Em nova coluna, Rui Leitão assevera: “Entre Maduro e Trump: a democracia como refém”

"Na ordem internacional, o respeito às regras gerais é um imperativo essencial para a manutenção da paz mundial."

Os presidentes da Venezuela e dos Estados Unidos, Nicolás Maduro e Donald Trump (Foto: Reprodução)

Sou contra toda e qualquer ditadura, seja de direita ou de esquerda. No entanto, não se justifica promover ataques à soberania de um país sob o pretexto da derrubada de um tirano. E não venham, os ideólogos da extrema direita brasileira, alegar que essa posição representa uma defesa de Nicolás Maduro. Não há como negar o quanto ele contribuiu para a erosão das instituições democráticas da Venezuela, chegando, inclusive, a fraudar eleições para se perpetuar no poder.

O que se faz necessário discutir, neste momento, não é a natureza do regime ali instalado. O que se torna inaceitável é a forma como a operação de ataque à soberania nacional da Venezuela foi executada. No discurso em que Trump se dirigiu ao mundo, ficou explícito que não havia qualquer interesse em restaurar a ordem democrática naquele país. Pelo contrário, afirmou que os venezuelanos passariam a ser governados pelos norte-americanos. Mais grave ainda, não negou a intenção de espoliar suas riquezas minerais. O petróleo tornou-se o eixo central de sua fala, numa tentativa de justificar a exploração econômica por meio de intervenção estrangeira direta.

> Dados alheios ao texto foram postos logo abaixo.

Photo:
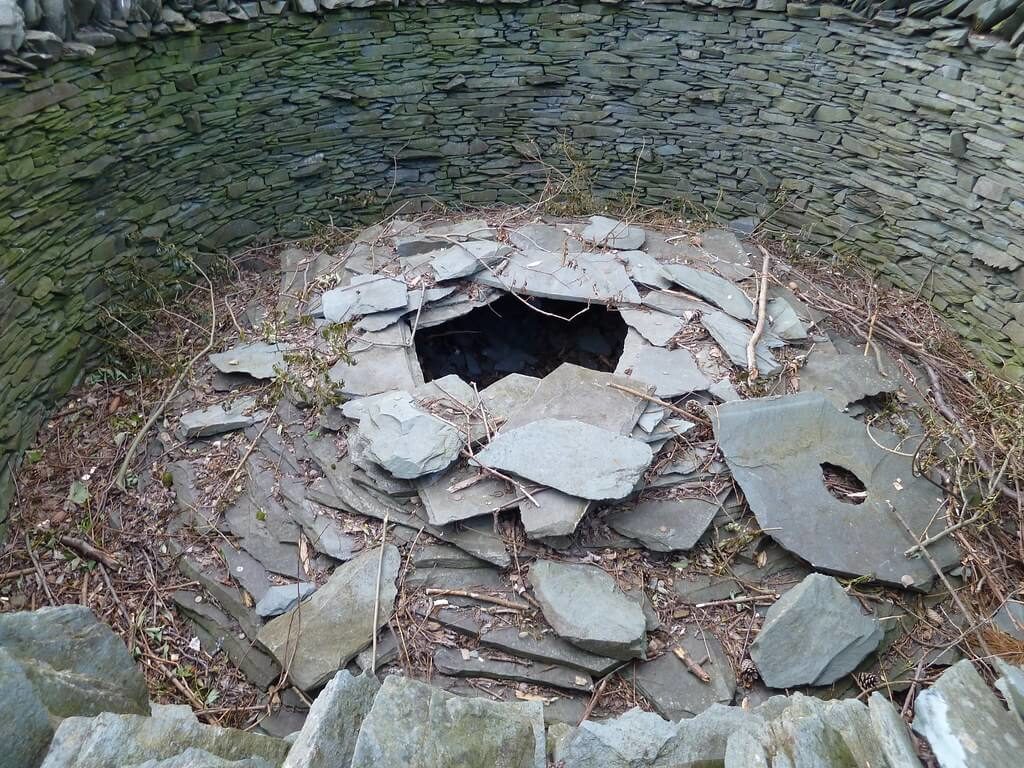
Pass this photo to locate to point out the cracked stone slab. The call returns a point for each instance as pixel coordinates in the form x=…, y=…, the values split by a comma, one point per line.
x=365, y=295
x=670, y=372
x=720, y=292
x=733, y=337
x=460, y=663
x=609, y=232
x=666, y=524
x=787, y=654
x=219, y=419
x=337, y=622
x=258, y=358
x=965, y=724
x=674, y=691
x=584, y=606
x=656, y=328
x=781, y=477
x=406, y=440
x=569, y=456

Sem meias palavras, declarou: “Vamos governar o país até que uma transição segura, adequada e judiciosa possa acontecer”, numa afirmação inequívoca de que a soberania venezuelana deixaria de existir, submetendo a nação à tutela do imperialismo ianque.

Essa ação militar não se limitou ao sequestro do ditador venezuelano e de sua esposa. Ela violentou a soberania nacional da Venezuela ao manifestar o propósito de impor a permanência de um governo ditatorial, agora exercido por forças estrangeiras. Violou, de forma consciente, o regramento internacional para implementar uma intervenção marcada pelo oportunismo geopolítico.

Aqueles que sonhavam com a restauração da democracia após a derrubada de Maduro tiveram suas expectativas frustradas. Trump pretende transformar a Venezuela em uma colônia dos Estados Unidos, como forma de ameaça explícita à América Latina, agora tratada como prioridade estratégica de seu governo. Trata-se de uma nova fase do imperialismo estadunidense.

Aqui não se pretende defender um governo reconhecidamente autocrático, tampouco ignorar os graves problemas internos por ele criados. O que se impõe, com urgência, é a defesa de um princípio elementar: não é dado a nenhum país o direito de impor a outra nação sua vontade geopolítica e econômica pela força. Trata-se de um precedente perigosíssimo, um episódio de extrema gravidade que ameaça as relações internacionais contemporâneas.

Cometeu-se um crime internacional sob o argumento de que se estaria interrompendo outro crime: a permanência ilegítima de Maduro no poder. A derrubada de tiranos não pode servir de pretexto para a violação da soberania de uma nação.

É impossível classificar como “patriota” quem comemora essa ação militar dos Estados Unidos por afinidades ideológicas e político-partidárias, quando o que está em jogo é uma ameaça concreta à autonomia e à independência dos países. A soberania não pode ficar subordinada à conveniência de potências estrangeiras nem aos interesses econômicos que elas priorizam.

É triste e preocupante ver lideranças políticas brasileiras desejarem que uma ação dessa natureza se repita em nosso país, inclusive entre aqueles que se apresentam como candidatos à Presidência da República. São os verdadeiros vendilhões da pátria.

Na ordem internacional, o respeito às regras gerais é um imperativo essencial para a manutenção da paz mundial. Um Estado soberano não pode exercer jurisdição sobre outro Estado soberano.